The applications are already numerous and growing in number. The financial services industry now uses the service to reach their customers in a safe and convenient, but most importantly, compliant way. Retailers use them for deliveries and returns. The long distance education sector is using them for student assignments. Ricoh’s technical team uses them for spares. Other use cases are in the pipeline.

“The value offering is now motivating its own growth. The capital outlay combined with the value to our clients and their customers will see to a much larger expansion taking place over the next two years,” said Sauerman.

How does it work?

The locker management system is integrated into DSV business and transport management systems.
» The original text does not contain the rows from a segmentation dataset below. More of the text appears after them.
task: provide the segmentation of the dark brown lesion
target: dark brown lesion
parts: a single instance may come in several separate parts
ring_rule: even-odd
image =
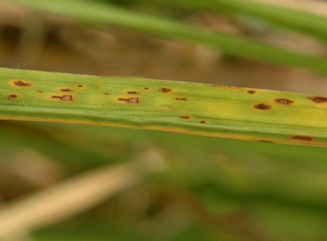
[[[189,116],[188,115],[180,115],[179,116],[180,118],[182,119],[185,119],[187,120],[191,118],[190,116]]]
[[[271,109],[271,106],[269,105],[266,105],[265,104],[258,104],[258,105],[255,105],[254,108],[258,109],[259,110],[270,110]]]
[[[52,95],[51,97],[53,98],[53,99],[60,99],[61,100],[68,100],[69,101],[73,100],[73,96],[69,95],[62,95],[61,96],[58,95]]]
[[[312,138],[305,135],[294,135],[292,137],[294,140],[300,140],[301,141],[312,141]]]
[[[23,80],[15,80],[14,84],[16,86],[19,86],[22,87],[26,87],[27,86],[31,86],[31,85],[29,83]]]
[[[168,93],[172,91],[172,89],[168,88],[161,87],[159,89],[159,91],[163,93]]]
[[[17,97],[18,97],[18,96],[17,96],[16,94],[10,94],[10,95],[8,95],[8,98],[9,99],[16,99]]]
[[[322,96],[312,96],[308,97],[308,98],[315,103],[326,103],[327,102],[327,98]]]
[[[290,104],[294,103],[294,101],[293,100],[286,99],[286,98],[275,99],[274,101],[275,102],[279,103],[279,104],[283,104],[283,105],[289,105]]]
[[[126,101],[127,103],[139,103],[139,99],[138,98],[119,98],[118,100],[121,101]]]

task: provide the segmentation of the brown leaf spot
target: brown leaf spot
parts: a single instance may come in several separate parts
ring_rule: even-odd
[[[312,100],[315,103],[325,103],[327,102],[327,98],[321,96],[312,96],[308,98],[310,100]]]
[[[275,102],[279,103],[279,104],[283,104],[283,105],[289,105],[290,104],[294,103],[294,102],[293,100],[291,100],[288,99],[283,98],[279,99],[275,99]]]
[[[11,94],[10,95],[8,96],[8,98],[9,99],[16,99],[17,97],[18,96],[17,95],[16,95],[16,94]]]
[[[168,93],[172,91],[172,90],[171,89],[168,89],[167,88],[161,87],[159,89],[159,91],[164,93]]]
[[[312,138],[304,135],[294,135],[292,136],[292,139],[294,140],[301,140],[301,141],[312,141]]]
[[[52,95],[51,96],[54,99],[60,99],[61,100],[69,100],[69,101],[73,100],[73,96],[71,95],[62,95],[61,96],[58,96],[56,95]]]
[[[254,106],[254,107],[259,110],[270,110],[271,109],[271,106],[265,104],[258,104]]]
[[[191,118],[191,117],[189,116],[188,115],[181,115],[179,117],[182,119],[189,119]]]
[[[26,87],[27,86],[31,86],[31,84],[23,80],[16,80],[14,82],[15,85],[16,86],[20,86]]]
[[[119,98],[118,100],[121,100],[123,101],[126,101],[128,103],[139,103],[139,99],[138,98]]]

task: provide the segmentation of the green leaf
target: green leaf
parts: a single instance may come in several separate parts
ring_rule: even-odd
[[[251,38],[214,33],[177,21],[88,0],[7,0],[50,13],[120,27],[165,37],[205,44],[234,56],[327,72],[327,60]]]
[[[327,146],[327,98],[0,68],[0,118]]]
[[[142,0],[147,1],[147,0]],[[229,15],[247,14],[327,41],[327,18],[253,0],[155,0],[152,2],[207,9]]]

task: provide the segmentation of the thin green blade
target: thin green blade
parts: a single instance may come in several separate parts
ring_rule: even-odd
[[[57,14],[116,25],[165,37],[205,44],[232,56],[309,68],[327,73],[327,60],[300,54],[242,37],[213,33],[176,20],[147,15],[89,0],[7,0]]]
[[[0,118],[327,146],[327,98],[0,68]]]

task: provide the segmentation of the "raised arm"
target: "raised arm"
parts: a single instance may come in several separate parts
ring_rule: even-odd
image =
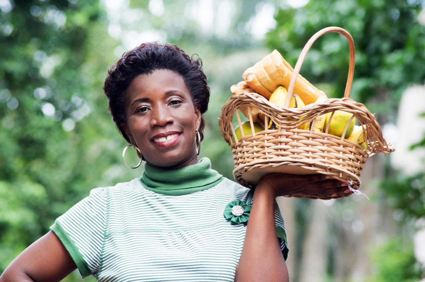
[[[289,281],[275,229],[274,190],[258,185],[235,281]]]
[[[60,281],[77,268],[51,231],[28,246],[7,267],[0,282]]]
[[[244,247],[235,281],[289,281],[286,263],[275,229],[276,197],[297,194],[331,195],[346,190],[346,184],[323,174],[271,173],[260,179],[254,192]]]

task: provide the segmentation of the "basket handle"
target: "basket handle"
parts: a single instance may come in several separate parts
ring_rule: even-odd
[[[297,78],[300,73],[300,70],[301,69],[301,66],[303,64],[307,53],[310,50],[313,43],[317,39],[317,38],[322,36],[328,32],[337,32],[340,33],[348,39],[348,45],[350,47],[350,65],[348,69],[348,78],[347,79],[347,84],[346,85],[345,92],[344,93],[344,97],[348,98],[350,97],[350,92],[351,90],[351,86],[353,84],[353,76],[354,75],[354,40],[351,35],[348,33],[348,31],[337,26],[330,26],[326,28],[323,29],[319,31],[314,35],[312,36],[306,45],[304,46],[303,50],[298,57],[297,64],[295,65],[294,69],[294,73],[292,74],[292,77],[291,78],[291,82],[289,83],[289,86],[288,88],[288,95],[286,96],[286,100],[285,101],[285,105],[286,107],[289,107],[289,101],[292,97],[292,92],[294,91],[294,87],[295,87],[295,82],[297,80]]]

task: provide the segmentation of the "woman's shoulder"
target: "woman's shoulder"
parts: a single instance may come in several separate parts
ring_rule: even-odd
[[[224,177],[223,180],[216,187],[220,190],[216,192],[216,195],[218,194],[225,196],[230,194],[235,199],[244,201],[249,201],[252,198],[253,191],[251,189],[227,177]]]
[[[102,186],[94,188],[90,190],[90,196],[106,197],[108,195],[116,193],[131,193],[135,189],[140,189],[140,180],[135,178],[129,181],[118,182],[110,186]]]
That enables geolocating parcels at any time, providing customers with click-through links to maps of where the locker with their parcel is located, and messaging customers to alert them that their parcel has arrived. Ricoh has continued to develop the system for DSV so the business also gets dashboard views that instantly show which lockers are available. That same functionality ties back to the route planning system that leads to optimised driver schedules and ensures locker availability upon their arrival.

Ricoh also uses the system to manage its service level agreements (SLA) with DSV and the company’s other customers. DSV supplies retailers, for example, with lockers for their own use and Ricoh serves those companies directly to meet their unique SLAs.

“Finding the right provider to show sustainability of the solution for their own business as well as ours was pivotal. Ricoh has demonstrated skill and professionalism since the beginning and that’s why this partnership is so successful,” noted Sauerman.